DC Entertainment is announcing two new technologies today that should give readers more opportunity to interact with their digital comics. The company is also sharing some numbers about the growth that it’s seeing on the digital side.

Co-Publisher Jim Lee told me that the new features are “the next evolutionary step in our digital publishing program.” There’s DC², which adds dynamic layers to a panel. Readers can swipe through multiple elements (like word balloons) and images within a single panel, giving the writer and artist an opportunity to pack more story and content into a given space and, in Lee’s words, “explore and bend the rules of traditional storytelling.”
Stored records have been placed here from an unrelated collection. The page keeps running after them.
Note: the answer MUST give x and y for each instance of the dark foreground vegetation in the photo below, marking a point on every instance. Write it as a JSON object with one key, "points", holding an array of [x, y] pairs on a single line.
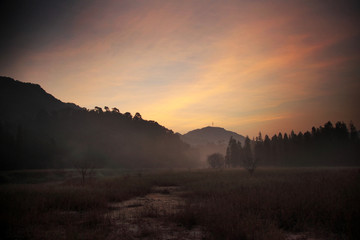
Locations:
{"points": [[227, 204]]}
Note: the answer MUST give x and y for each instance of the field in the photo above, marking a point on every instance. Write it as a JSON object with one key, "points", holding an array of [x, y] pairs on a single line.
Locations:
{"points": [[301, 203]]}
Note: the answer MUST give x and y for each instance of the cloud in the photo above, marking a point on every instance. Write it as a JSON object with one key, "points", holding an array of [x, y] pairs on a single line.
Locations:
{"points": [[243, 64]]}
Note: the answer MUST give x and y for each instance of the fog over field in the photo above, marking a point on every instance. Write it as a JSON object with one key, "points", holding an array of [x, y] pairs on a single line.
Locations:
{"points": [[181, 119]]}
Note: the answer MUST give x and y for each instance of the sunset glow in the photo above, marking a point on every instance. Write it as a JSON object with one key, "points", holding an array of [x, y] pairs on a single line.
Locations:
{"points": [[247, 66]]}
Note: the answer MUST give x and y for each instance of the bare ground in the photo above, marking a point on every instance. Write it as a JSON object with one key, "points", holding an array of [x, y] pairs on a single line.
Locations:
{"points": [[149, 217]]}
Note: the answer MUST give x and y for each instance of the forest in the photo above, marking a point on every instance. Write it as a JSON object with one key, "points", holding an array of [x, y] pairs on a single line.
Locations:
{"points": [[327, 145]]}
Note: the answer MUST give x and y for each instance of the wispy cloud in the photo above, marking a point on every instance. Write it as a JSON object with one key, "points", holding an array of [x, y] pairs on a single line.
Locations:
{"points": [[242, 64]]}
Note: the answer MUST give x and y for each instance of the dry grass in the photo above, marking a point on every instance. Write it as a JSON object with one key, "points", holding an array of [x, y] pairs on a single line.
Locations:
{"points": [[233, 205]]}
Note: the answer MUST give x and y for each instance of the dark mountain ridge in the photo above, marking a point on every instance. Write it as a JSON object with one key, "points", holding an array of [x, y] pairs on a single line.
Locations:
{"points": [[210, 135], [39, 131], [19, 100], [209, 140]]}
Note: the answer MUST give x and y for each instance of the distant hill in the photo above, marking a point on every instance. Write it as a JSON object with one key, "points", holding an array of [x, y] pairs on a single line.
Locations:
{"points": [[209, 140], [39, 131], [19, 100], [210, 135]]}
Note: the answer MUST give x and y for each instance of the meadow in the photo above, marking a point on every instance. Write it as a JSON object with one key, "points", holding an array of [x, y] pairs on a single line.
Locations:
{"points": [[273, 203]]}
Then there’s DC² Multiverse, which allows readers to shape the story of the comic. When the concept was first described to me, my mind immediately went to the Choose Your Own Adventure books that I read as a kid, but that’s not quite right — it sounds like it’s more about exploring the characters and subplots that you’re interested in. For example, Lee said that at one point in the Batman: Arkham Origins comic, Batman and Catwoman are standing back-to-back in a fight, and the reader can choose which character that they want to follow for the next section of the story. At another point, you can choose which weapons you want the heroes to equip themselves with. (You can see what it looks like when a reader chooses between two different plotlines in the screenshots below.)

Mutliverse Sequence1a

Mutliverse Sequence1-1

DC says that with DC² Multiverse, “one chapter of a digital comic has dozens of possible story outcomes.” Lee acknowledged that “there’s certainly a lot more work that goes in to create a Multiverse comic than a regular one,” which could be particularly challenging on the schedule of a monthly comic book, but he said, “the trick is all in the advance planning” — making sure the comic has enough lead time and that the writer and artist are smart about how they shape their storylines and utilize different pieces of art.
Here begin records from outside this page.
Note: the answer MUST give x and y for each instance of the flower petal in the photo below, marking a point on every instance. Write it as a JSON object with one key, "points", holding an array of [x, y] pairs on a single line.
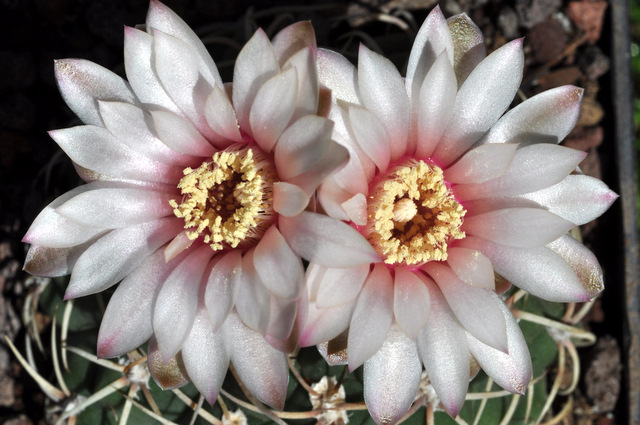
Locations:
{"points": [[475, 308], [262, 368], [471, 267], [383, 93], [117, 254], [371, 136], [577, 198], [484, 96], [533, 168], [278, 267], [340, 286], [82, 83], [273, 108], [372, 316], [98, 150], [434, 105], [518, 227], [582, 261], [326, 241], [482, 164], [177, 302], [539, 271], [411, 303], [511, 371], [205, 357], [392, 378], [545, 118], [256, 63], [442, 344], [251, 297], [219, 292], [116, 207]]}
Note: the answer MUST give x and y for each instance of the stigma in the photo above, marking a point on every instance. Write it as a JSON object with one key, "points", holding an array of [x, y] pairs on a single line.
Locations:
{"points": [[228, 201], [413, 215]]}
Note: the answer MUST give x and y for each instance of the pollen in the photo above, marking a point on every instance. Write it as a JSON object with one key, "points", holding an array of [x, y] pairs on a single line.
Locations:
{"points": [[413, 215], [228, 201]]}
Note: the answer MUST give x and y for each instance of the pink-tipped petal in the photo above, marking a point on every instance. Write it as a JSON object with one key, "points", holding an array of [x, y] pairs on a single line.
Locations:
{"points": [[262, 368], [411, 303], [442, 344], [205, 357], [511, 371], [372, 317], [279, 268], [392, 378], [326, 241], [383, 93], [517, 227], [472, 267], [475, 308]]}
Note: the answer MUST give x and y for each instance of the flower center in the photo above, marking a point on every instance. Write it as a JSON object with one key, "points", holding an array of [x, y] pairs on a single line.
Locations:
{"points": [[413, 215], [228, 200]]}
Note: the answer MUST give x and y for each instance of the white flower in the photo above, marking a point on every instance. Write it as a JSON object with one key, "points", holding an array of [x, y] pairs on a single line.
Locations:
{"points": [[187, 179], [446, 188]]}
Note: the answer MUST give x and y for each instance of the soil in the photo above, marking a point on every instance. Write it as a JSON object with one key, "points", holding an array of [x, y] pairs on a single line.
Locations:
{"points": [[564, 45]]}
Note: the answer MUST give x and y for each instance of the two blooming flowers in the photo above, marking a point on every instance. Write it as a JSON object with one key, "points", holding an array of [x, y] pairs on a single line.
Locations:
{"points": [[413, 199]]}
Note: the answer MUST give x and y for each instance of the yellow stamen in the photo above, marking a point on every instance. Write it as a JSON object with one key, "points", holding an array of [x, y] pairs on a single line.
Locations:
{"points": [[228, 200], [412, 215]]}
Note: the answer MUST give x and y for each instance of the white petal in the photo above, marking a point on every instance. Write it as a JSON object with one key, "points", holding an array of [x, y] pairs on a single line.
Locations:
{"points": [[180, 135], [582, 261], [177, 302], [471, 267], [326, 241], [218, 295], [392, 378], [372, 317], [481, 164], [117, 254], [98, 150], [434, 105], [288, 199], [83, 83], [205, 357], [469, 49], [518, 227], [356, 209], [511, 371], [256, 63], [161, 17], [302, 145], [273, 108], [371, 136], [140, 70], [127, 321], [545, 118], [383, 93], [116, 207], [262, 368], [539, 271], [577, 198], [251, 297], [221, 116], [411, 303], [338, 74], [475, 308], [278, 267], [483, 97], [442, 344], [533, 168], [340, 286], [132, 126]]}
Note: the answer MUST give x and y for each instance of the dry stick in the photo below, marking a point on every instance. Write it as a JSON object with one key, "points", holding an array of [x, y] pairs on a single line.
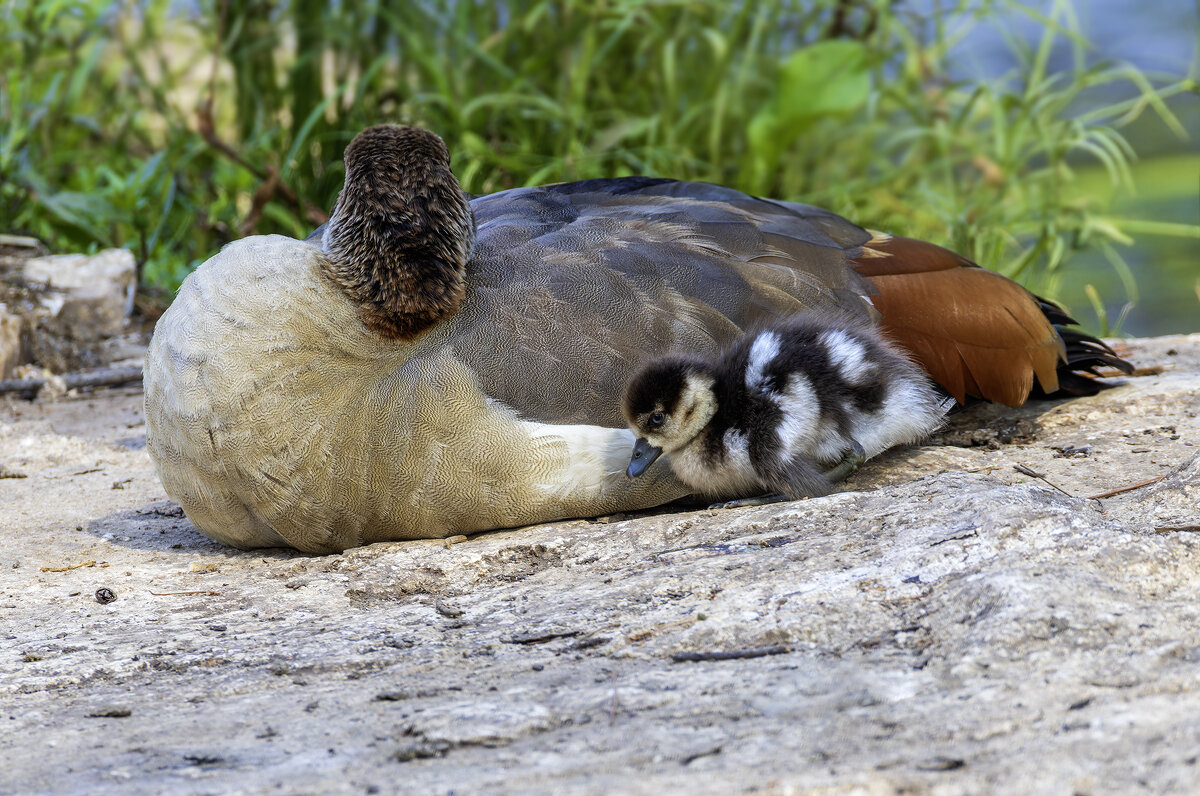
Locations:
{"points": [[1033, 473], [730, 654], [63, 569], [105, 377], [1127, 489], [178, 593]]}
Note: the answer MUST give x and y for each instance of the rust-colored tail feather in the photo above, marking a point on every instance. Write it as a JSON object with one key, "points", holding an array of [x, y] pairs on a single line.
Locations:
{"points": [[975, 331]]}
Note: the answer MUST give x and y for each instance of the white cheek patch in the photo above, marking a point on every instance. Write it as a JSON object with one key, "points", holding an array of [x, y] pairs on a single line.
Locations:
{"points": [[801, 411], [847, 354], [763, 349], [737, 447]]}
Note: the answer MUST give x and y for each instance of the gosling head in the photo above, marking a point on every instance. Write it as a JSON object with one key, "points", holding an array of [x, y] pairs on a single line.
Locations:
{"points": [[667, 405], [401, 233]]}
The company will start by showcasing each technology in a single digital-first title — Batman ’66 (based on the 1960s TV show) for DC², and the aforementioned Arkham Origins (based on the Arkham Asylum game franchise) for DC² Multiverse. Lee said the company is trying to be careful in how it uses these new features.
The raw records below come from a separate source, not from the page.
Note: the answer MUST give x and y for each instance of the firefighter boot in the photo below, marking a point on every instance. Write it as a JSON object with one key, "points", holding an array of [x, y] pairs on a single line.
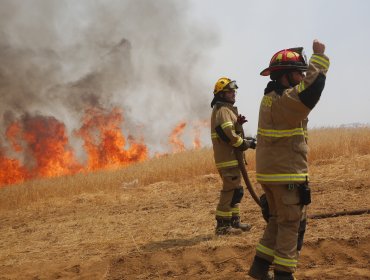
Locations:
{"points": [[235, 223], [260, 269], [283, 275], [224, 228]]}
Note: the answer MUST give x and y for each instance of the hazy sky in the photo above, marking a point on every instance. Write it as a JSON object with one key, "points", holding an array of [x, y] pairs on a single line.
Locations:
{"points": [[158, 60], [250, 32]]}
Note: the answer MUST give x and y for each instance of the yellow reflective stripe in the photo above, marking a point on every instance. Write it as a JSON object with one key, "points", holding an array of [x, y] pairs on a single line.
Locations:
{"points": [[320, 60], [239, 142], [235, 210], [227, 164], [226, 124], [285, 262], [265, 250], [306, 134], [223, 214], [281, 177], [280, 132], [301, 87], [214, 135]]}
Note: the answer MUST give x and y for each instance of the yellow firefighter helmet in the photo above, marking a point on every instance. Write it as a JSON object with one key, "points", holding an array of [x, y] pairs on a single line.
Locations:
{"points": [[224, 84]]}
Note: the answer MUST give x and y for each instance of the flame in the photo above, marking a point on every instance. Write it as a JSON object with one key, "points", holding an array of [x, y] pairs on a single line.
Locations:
{"points": [[177, 144], [11, 171], [40, 145], [104, 141], [197, 126]]}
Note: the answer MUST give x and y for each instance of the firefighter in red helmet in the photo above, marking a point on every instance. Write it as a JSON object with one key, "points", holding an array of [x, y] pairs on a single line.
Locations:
{"points": [[281, 156], [227, 135]]}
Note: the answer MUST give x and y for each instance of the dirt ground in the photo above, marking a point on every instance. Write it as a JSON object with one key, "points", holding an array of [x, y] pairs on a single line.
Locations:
{"points": [[166, 231]]}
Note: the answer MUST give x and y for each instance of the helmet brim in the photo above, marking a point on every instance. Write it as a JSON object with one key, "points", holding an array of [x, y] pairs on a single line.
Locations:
{"points": [[269, 70]]}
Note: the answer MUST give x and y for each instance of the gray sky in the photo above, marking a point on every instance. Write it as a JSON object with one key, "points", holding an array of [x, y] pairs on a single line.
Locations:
{"points": [[250, 32], [158, 60]]}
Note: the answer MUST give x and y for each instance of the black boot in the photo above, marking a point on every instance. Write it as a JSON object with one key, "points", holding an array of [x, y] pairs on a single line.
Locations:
{"points": [[224, 227], [235, 223], [283, 275], [260, 269]]}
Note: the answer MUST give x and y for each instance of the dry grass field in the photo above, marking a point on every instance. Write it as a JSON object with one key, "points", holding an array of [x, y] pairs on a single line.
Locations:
{"points": [[155, 219]]}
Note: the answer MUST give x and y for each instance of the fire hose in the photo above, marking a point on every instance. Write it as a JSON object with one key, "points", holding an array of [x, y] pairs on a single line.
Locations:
{"points": [[243, 170]]}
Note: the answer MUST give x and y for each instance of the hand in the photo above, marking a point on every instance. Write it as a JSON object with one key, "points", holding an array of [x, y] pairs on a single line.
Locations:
{"points": [[318, 47], [252, 144], [241, 119]]}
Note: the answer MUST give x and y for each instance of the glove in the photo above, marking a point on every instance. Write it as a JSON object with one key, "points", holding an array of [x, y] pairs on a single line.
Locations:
{"points": [[244, 145], [241, 119], [252, 142]]}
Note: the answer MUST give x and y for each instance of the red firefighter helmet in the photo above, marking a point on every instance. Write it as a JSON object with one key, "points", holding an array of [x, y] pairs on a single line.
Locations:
{"points": [[288, 59]]}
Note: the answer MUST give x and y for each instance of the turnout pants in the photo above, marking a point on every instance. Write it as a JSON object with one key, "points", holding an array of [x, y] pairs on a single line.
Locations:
{"points": [[230, 195], [278, 244]]}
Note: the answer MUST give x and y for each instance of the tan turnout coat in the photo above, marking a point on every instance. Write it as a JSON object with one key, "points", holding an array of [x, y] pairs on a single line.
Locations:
{"points": [[281, 155], [224, 116]]}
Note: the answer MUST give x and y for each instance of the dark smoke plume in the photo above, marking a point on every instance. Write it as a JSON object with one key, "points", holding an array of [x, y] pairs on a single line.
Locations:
{"points": [[58, 57]]}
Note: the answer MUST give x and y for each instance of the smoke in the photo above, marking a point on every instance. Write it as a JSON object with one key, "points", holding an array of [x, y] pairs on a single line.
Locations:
{"points": [[60, 57]]}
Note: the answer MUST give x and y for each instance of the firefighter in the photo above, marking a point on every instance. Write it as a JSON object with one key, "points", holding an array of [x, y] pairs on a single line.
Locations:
{"points": [[227, 134], [281, 156]]}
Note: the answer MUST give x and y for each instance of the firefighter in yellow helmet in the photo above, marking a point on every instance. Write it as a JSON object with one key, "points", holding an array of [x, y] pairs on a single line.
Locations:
{"points": [[227, 134], [281, 156]]}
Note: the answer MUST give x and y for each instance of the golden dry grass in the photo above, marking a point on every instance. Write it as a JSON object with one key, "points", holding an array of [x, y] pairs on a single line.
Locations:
{"points": [[325, 144], [155, 220]]}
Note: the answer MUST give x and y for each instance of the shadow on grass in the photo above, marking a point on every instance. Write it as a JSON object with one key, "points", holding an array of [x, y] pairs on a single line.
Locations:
{"points": [[174, 243]]}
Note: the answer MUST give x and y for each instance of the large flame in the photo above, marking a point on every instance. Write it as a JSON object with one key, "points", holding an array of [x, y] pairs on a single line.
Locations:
{"points": [[40, 147], [105, 143]]}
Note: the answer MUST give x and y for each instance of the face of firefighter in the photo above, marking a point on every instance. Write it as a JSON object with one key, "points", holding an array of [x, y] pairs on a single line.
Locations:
{"points": [[297, 77], [229, 96], [292, 78]]}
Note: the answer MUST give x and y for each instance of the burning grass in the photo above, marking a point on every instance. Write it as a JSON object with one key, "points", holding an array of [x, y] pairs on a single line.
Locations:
{"points": [[326, 144]]}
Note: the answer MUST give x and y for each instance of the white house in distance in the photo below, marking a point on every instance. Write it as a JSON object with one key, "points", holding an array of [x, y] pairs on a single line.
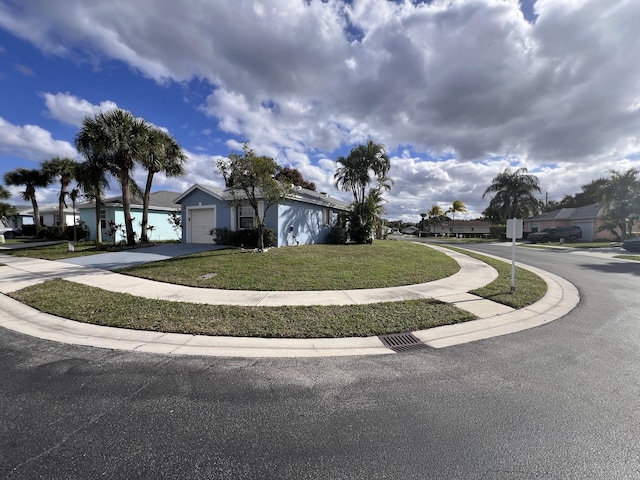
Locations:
{"points": [[303, 217], [162, 205]]}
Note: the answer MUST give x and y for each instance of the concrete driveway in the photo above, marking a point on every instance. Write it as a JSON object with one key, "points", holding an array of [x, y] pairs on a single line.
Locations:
{"points": [[136, 256]]}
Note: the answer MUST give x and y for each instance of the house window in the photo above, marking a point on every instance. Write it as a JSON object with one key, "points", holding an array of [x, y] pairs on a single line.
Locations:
{"points": [[325, 216], [245, 216]]}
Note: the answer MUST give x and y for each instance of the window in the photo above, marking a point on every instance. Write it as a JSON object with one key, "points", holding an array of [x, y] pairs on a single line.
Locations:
{"points": [[245, 217], [325, 216]]}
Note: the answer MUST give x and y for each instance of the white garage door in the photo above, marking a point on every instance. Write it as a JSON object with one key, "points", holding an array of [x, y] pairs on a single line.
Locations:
{"points": [[587, 230], [203, 220]]}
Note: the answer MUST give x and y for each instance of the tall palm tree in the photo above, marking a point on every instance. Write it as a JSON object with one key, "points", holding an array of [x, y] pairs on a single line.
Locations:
{"points": [[435, 212], [92, 179], [164, 155], [65, 169], [354, 172], [5, 208], [118, 140], [620, 196], [31, 179], [456, 206], [365, 164], [514, 193]]}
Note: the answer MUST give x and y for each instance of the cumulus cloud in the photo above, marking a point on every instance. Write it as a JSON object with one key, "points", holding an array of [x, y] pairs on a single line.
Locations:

“We don’t want to innovate purely for the sake of innovation,” Lee said. “We waited to have the right [intellectual property] to pair with the right technology.”

Lee said these particular titles have a chance to reach more mass-market readers since they’re tied to a TV show and a video game. Plus, DC  has more leeway to be experimental, since these aren’t the core, in-continuity Batman comics.

DC is hoping to study how readers interact with the additional content and use the data to figure out “what readers want,” and then presumably start integrating it into other titles. DC Entertainment President Diane Nelson said that DC’s digital business is currently “this interesting combination of a rapidly established, meaningful business, while still being experimental.”

How rapidly has the business grown? Nelson said, “For all intents and purposes, we were not in the business three years ago.” Then it started releasing its backlist digitally, and it made a big digital push in 2011, at the same time as it revamped its publishing line with the New 52 initiative. Now the company says 1 million digital comics are being downloaded across all of DC’s distribution platforms each month. It saw its biggest one-day digital sales with Batman Inc. #8 (which got a lot of coverage for its major character death) by Grant Morrison and Chris Burnham, which sold more than 10,000 digital copies on its first day of release.

DC also says the digital business grew 125 percent in 2012 versus 2011 — and it isn’t cannibalizing print sales, which were up by double digits.